На странице можно читать онлайн книгу Дженни Герхардт Теодор Драйзер. Жанр книги: Зарубежная классика, Классическая проза. Также вас могут заинтересовать другие книги автора, которые вы захотите прочитать онлайн без регистрации и подписок. Ниже представлена аннотация и текст издания.

«Дженни Герхардт» – второй роман классика американской литературы Теодора Драйзера, выпущенный через одиннадцать лет после «Сестры Керри». И если дебютную книгу Драйзера пуритански настроенная публика и критики встретили крайне враждебно, обвинив писателя в безнравственности, то по отношению к «Дженни Герхардт» хранили надменное молчание. Видимо, реалистичная картина жизни бедной и наивной девушки для жаждущих торжества «американской мечты» читателей оказалась слишком сильным ударом.

Значительно позже достоинства «Дженни Герхардт» и самого Драйзера все же признали. Американская академия искусств и литературы вручила ему Почетную золотую медаль за выдающиеся достижения в области искусства и литературы.

Роман напечатали в 1911 году, тогда редакторы журнала Harpers сильно изменили текст перед публикацией, они посчитали, что в тексте есть непристойности по тогдашним временам и критика религии. Образ Дженни был упрощен, что сделало ее менее сложной и рефлексирующей героиней.

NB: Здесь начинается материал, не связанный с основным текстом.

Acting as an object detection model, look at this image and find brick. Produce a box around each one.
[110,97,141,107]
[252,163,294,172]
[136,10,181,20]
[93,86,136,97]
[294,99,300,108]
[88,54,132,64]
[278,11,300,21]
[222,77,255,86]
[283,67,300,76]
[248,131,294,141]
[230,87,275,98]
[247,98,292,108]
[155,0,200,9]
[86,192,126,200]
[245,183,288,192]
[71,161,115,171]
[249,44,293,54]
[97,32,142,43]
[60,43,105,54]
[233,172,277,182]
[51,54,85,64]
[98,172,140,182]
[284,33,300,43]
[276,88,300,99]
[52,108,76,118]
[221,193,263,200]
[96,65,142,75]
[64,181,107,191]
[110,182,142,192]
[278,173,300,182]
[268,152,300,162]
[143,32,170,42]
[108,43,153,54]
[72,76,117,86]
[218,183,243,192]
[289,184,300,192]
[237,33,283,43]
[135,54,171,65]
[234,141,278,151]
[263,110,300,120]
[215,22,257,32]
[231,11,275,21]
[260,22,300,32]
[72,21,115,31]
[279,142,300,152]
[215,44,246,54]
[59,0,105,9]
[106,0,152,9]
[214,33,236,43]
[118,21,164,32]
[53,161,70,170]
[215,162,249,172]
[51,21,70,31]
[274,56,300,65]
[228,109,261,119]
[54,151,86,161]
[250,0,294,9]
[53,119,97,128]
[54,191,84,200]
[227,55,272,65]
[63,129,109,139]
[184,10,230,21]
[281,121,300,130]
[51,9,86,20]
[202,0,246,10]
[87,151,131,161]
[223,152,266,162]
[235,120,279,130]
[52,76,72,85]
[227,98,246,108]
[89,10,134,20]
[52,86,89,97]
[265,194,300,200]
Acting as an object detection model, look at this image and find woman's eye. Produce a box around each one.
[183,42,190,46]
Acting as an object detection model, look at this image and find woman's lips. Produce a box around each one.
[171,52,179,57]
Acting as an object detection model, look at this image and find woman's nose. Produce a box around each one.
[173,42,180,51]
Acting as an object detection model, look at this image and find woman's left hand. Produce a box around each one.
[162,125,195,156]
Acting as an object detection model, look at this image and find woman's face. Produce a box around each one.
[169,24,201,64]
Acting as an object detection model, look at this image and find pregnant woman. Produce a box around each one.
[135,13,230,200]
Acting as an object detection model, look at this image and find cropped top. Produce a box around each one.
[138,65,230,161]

Перевод данного издания был выполнен по изданию Пенсильванского университета 1992 года, в котором восстановлен первоначальный текст романа, в котором восстановлена социальная и религиозная критика и материалистический детерминизм Лестера уравновешивается столь же сильным идеализмом и природным мистицизмом Дженни.

Онлайн читать бесплатно Дженни Герхардт

Дженни Герхардт - читать книгу онлайн бесплатно, автор Теодор Драйзер

Страница 1

Theodore Dreiser

Jennie Gerhardt

© Кодряной П., перевод на русский язык, 2025

© Издание на русском языке, оформление. ООО «Издательство „Эксмо“», 2025

Глава I

Осенним утром тысяча восемьсот восьмидесятого года женщина средних лет, с которой была восемнадцатилетняя девушка, подошла к стойке портье главного отеля Коламбуса, штат Огайо, и спросила, не найдется ли для нее работы. Просительница была полновата и оттого выглядела беспомощной, однако взгляд ее был открыт и честен, а манеры – скромны и спокойны. В ее больших терпеливых глазах таилась тень несчастья, с каким знакомы лишь те, кто не отводит сочувственного взгляда от лиц страждущих. Было совершенно очевидно, от кого ее дочь унаследовала ту стыдливую робость, что сейчас заставляла ее держаться позади и с деланым безразличием смотреть в сторону.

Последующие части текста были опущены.